On remarque qui plus est que même chez les chrétiens, la signification de ces fêtes s’est souvent perdue, et à plus forte raison leur origine païenne quasi-systématique.

En effet, on le sait peu, mais le christianisme et le paganisme sont certainement les deux religions entre lesquelles la frontière est la plus mince et la plus floue, le premier étant venu absorber et se greffer sur le second, en intégrant la grande majorité de ses fêtes, ses traditions, ses symboles et ses rites.

Cet article a donc pour vocation d’effectuer un tour d’horizon des différentes fêtes païennes et chrétiennes, et de faire un peu de lumière sur les différentes reprises des symboles païens par le christianisme.

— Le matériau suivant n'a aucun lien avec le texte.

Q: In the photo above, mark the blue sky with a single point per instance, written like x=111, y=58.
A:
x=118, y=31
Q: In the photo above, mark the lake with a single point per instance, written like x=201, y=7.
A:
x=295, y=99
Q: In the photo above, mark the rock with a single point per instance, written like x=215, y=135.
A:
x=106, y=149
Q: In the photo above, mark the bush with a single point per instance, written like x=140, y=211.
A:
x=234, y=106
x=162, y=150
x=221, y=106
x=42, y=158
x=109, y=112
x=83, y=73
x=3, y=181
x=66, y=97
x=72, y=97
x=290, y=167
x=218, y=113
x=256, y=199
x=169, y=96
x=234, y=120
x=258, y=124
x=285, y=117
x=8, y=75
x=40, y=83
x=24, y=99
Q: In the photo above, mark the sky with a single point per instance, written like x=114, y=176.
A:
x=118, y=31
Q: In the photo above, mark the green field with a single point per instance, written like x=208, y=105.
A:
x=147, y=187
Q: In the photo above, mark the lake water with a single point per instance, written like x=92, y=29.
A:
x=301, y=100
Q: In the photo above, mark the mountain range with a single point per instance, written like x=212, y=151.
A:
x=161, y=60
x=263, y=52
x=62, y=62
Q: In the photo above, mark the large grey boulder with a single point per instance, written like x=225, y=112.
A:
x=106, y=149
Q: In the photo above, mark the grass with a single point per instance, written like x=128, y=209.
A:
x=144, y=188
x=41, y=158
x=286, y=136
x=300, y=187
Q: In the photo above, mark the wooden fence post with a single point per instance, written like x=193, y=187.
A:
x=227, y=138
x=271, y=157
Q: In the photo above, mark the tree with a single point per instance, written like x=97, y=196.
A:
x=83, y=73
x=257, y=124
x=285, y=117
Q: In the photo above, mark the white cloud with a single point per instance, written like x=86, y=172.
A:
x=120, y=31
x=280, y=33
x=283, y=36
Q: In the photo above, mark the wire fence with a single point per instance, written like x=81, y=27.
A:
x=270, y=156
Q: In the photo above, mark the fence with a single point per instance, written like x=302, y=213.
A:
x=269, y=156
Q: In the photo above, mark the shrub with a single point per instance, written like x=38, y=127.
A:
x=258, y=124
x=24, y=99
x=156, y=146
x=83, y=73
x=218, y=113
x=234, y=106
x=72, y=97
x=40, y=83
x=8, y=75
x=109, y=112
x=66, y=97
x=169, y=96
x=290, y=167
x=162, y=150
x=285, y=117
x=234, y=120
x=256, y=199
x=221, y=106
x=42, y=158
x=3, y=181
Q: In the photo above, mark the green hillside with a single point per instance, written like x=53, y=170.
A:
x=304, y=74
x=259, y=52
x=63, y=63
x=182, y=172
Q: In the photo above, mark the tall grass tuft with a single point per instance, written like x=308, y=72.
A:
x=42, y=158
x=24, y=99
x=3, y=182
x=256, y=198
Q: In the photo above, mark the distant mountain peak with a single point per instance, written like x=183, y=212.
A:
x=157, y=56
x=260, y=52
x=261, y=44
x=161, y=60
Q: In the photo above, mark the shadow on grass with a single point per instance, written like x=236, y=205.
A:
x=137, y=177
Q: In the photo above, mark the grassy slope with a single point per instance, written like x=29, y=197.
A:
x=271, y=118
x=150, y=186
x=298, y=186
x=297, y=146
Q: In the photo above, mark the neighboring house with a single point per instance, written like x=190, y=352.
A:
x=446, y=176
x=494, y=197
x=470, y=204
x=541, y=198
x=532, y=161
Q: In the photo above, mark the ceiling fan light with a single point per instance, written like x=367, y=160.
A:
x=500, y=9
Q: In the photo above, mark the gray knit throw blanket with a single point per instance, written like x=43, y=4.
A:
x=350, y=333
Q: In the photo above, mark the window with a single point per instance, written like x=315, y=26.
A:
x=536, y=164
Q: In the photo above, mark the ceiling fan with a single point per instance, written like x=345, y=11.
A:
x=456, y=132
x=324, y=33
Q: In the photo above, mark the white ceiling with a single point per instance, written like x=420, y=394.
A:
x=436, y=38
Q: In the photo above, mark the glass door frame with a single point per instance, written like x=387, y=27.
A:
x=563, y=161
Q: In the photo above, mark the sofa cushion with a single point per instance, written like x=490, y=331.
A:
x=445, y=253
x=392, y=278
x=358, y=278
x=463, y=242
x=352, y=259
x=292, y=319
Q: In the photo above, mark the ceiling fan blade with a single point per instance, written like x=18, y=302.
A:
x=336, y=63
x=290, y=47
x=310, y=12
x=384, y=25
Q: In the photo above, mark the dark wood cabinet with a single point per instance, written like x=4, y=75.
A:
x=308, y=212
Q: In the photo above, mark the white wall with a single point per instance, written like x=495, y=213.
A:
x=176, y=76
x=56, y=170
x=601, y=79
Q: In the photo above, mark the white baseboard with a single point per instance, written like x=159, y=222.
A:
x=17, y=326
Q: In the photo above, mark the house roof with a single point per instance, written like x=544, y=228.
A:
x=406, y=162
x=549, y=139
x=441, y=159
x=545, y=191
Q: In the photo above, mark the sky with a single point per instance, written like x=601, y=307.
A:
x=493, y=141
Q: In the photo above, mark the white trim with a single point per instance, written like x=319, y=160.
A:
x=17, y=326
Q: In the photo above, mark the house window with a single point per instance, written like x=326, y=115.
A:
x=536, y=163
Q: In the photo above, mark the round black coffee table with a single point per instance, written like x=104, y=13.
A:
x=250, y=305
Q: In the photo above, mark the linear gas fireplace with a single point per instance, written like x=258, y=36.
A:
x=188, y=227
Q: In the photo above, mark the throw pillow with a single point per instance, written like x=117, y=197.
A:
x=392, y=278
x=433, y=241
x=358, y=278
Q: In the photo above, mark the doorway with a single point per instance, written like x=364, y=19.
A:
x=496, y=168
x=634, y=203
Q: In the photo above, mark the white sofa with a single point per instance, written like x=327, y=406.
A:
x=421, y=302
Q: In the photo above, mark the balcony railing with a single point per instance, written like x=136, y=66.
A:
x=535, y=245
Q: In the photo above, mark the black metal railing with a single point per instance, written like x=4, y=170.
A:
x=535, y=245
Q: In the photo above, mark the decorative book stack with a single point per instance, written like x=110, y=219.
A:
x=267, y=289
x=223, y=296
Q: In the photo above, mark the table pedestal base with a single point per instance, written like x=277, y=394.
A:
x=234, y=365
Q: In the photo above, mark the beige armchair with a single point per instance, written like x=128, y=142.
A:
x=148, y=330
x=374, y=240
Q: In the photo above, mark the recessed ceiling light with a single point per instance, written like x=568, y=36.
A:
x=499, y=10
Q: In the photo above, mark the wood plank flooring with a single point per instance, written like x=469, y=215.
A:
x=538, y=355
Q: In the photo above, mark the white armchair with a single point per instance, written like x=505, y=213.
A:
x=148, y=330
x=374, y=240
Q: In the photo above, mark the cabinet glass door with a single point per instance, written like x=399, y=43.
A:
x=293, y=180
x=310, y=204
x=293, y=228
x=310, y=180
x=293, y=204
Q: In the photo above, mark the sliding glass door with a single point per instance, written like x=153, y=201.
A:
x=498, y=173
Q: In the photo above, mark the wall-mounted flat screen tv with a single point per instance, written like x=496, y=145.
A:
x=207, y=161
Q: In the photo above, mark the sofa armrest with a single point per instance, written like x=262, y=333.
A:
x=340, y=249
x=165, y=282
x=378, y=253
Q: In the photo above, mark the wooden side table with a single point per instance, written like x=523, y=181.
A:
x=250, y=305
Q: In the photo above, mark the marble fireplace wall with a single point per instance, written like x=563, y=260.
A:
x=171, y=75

Ce travail n’a évidemment aucune ambition d’exhaustivité, ce serait au mieux long, fastidieux et difficilement lisible, au pire impossible. Il conviendra donc de considérer les lignes qui suivent comme une ébauche, un travail préliminaire ne demandant qu’à être poursuivi et approfondi par ceux que cela intéresserait véritablement, et comme une première source d’information ou d’éclaircissements pour les autres.

Cela étant, même sans volonté d’exhaustivité, je ne pouvais décemment condenser cette étude préalable en un seul article. Ainsi, je propose ici une entrée en matière se concentrant sur trois sabbats païens dont la reprise chrétienne est assez évidente, tandis que la suite de ce travail se poursuit dans un deuxième article.

Samhain (31 Octobre)

J’entame délibérément cette comparaison des fêtes païennes et chrétiennes par le sabbat de Samhain, dans la mesure où il s’agit là de l’une des fêtes que le christianisme a absorbé de la manière la plus flagrante, puisque la signification et les symboliques sont restées les mêmes, jusqu’à la date qui n’est décalée que de 24 heures.

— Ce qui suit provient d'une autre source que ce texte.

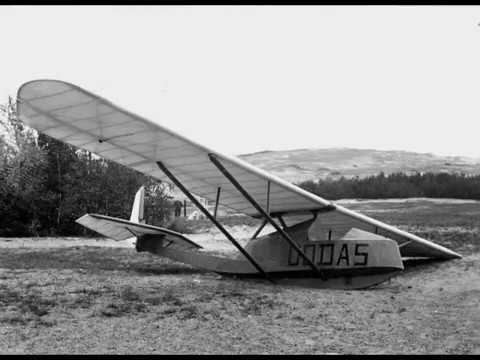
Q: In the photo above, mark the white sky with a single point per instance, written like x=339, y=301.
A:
x=245, y=79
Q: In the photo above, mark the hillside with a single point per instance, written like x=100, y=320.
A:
x=310, y=164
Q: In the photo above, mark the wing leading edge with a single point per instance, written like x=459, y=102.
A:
x=70, y=114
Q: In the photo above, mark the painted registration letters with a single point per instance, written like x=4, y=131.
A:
x=336, y=254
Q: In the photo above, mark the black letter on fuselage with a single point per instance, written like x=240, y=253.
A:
x=292, y=257
x=309, y=251
x=343, y=256
x=322, y=248
x=364, y=254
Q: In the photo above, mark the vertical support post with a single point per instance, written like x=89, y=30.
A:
x=282, y=221
x=216, y=202
x=268, y=197
x=255, y=204
x=210, y=217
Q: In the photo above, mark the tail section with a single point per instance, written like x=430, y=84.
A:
x=137, y=215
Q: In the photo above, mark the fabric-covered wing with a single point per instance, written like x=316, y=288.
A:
x=77, y=117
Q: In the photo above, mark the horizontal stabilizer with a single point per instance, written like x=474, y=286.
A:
x=120, y=229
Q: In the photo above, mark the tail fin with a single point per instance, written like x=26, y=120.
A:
x=137, y=215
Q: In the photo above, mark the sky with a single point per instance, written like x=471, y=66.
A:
x=241, y=79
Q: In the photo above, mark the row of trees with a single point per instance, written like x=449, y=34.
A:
x=45, y=184
x=398, y=185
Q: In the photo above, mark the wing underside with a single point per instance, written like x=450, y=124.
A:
x=70, y=114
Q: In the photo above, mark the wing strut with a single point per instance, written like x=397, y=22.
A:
x=266, y=216
x=211, y=217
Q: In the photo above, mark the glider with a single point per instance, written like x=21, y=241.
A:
x=316, y=242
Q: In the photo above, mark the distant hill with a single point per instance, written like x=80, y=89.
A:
x=311, y=164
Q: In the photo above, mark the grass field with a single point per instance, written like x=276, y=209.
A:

En effet, il n’est pas difficile de se rendre compte que la Toussaint, fêtée le lendemain, est bien plus qu’un pendant chrétien de Samhain, la première venant se greffer, quasiment au jour près sur la seconde, et en en conservant l’ensemble du sens.

Ainsi, le sabbat de Samhain revêt plusieurs fonctions qui se recoupent entre elles et rejoignent également fortement la fête de la Toussaint : très globalement, il s’agit d’une fête plutôt paisible (contrairement à ce que l’on pourrait imaginer si l’on pense à Halloween), symbolisant le repos de la nature, le moment où celle-ci s’éteint provisoirement pour renaître quelques mois plus tard. De ce fait, Samhain représente le moment où la frontière entre le monde des vivants et le monde des morts est la plus ténue, la plus mince, et s’avère du même coup particulièrement propice au souvenir, à la communion voire à la communication avec les défunts. On donne généralement la date du 31 octobre, mais Samhain est parfois fêté le 1er novembre, et plus fréquemment lors de la nuit entre les deux dates.

La fête de la Toussaint, dont la date que nous connaissons aujourd’hui a été fixée assez tardivement par l’Église, représente la célébration de tous les saints (d’où son nom). Elle a lieu le 1er novembre, et précède de 24 heures la fête chrétienne des morts, célébrée elle le 2 novembre.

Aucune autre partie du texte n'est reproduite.